X-Scale` has joined ##openfpga
X-Scale has quit [Ping timeout: 268 seconds]
X-Scale` is now known as X-Scale
inoor has joined ##openfpga
emeb_mac has joined ##openfpga
X-Scale has quit [Ping timeout: 265 seconds]
X-Scale has joined ##openfpga
finsternis has quit [Excess Flood]
finsternis has joined ##openfpga
OmniMancer has joined ##openfpga
rohitksingh has quit [Ping timeout: 264 seconds]
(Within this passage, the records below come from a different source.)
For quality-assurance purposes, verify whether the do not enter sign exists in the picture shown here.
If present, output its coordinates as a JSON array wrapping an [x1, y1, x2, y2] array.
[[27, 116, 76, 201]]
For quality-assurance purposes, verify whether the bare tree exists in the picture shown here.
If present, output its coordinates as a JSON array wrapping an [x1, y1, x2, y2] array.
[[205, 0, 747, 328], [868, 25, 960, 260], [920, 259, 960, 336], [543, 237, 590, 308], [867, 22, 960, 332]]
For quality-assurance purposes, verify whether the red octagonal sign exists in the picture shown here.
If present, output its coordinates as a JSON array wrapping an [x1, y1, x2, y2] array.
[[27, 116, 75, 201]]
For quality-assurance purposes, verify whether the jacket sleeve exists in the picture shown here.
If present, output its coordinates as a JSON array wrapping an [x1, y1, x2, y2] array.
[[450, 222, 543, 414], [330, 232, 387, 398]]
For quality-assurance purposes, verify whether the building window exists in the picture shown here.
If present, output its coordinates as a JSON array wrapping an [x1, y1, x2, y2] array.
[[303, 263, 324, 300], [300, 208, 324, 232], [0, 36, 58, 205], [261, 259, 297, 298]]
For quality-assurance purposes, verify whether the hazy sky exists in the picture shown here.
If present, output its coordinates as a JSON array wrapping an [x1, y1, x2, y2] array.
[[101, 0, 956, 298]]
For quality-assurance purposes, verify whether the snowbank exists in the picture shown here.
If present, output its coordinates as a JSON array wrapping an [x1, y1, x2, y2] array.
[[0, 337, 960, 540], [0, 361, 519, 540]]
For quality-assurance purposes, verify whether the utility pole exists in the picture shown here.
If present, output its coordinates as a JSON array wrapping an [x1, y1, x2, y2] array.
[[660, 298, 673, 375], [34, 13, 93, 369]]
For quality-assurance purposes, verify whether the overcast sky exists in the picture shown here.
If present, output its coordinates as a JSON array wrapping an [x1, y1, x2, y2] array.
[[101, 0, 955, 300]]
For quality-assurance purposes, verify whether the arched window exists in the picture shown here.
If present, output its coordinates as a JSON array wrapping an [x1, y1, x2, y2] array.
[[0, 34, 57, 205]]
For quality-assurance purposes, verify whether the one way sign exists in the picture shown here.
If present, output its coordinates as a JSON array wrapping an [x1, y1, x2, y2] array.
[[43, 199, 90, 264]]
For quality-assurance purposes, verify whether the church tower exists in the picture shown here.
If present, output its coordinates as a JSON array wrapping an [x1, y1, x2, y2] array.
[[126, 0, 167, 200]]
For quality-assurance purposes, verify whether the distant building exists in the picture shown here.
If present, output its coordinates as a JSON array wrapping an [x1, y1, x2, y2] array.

Bike has quit [Quit: Lost terminal]
_whitelogger has joined ##openfpga
freemint has quit [Ping timeout: 268 seconds]
_whitelogger has joined ##openfpga
rohitksingh has joined ##openfpga
rohitksingh has quit [Ping timeout: 250 seconds]
rohitksingh has joined ##openfpga
jemk has quit [Ping timeout: 246 seconds]
jemk has joined ##openfpga
Jybz has joined ##openfpga
_whitelogger has joined ##openfpga
_whitelogger has joined ##openfpga
inoor has quit [Quit: inoor]
emeb_mac has quit [Quit: Leaving.]
Asu has joined ##openfpga
bwidawks has joined ##openfpga
bwidawsk has quit [Ping timeout: 250 seconds]
bwidawks is now known as bwidawsk
SpaceCoaster has quit [Ping timeout: 250 seconds]
SpaceCoaster has joined ##openfpga
freemint has joined ##openfpga
rohitksingh has quit [Ping timeout: 250 seconds]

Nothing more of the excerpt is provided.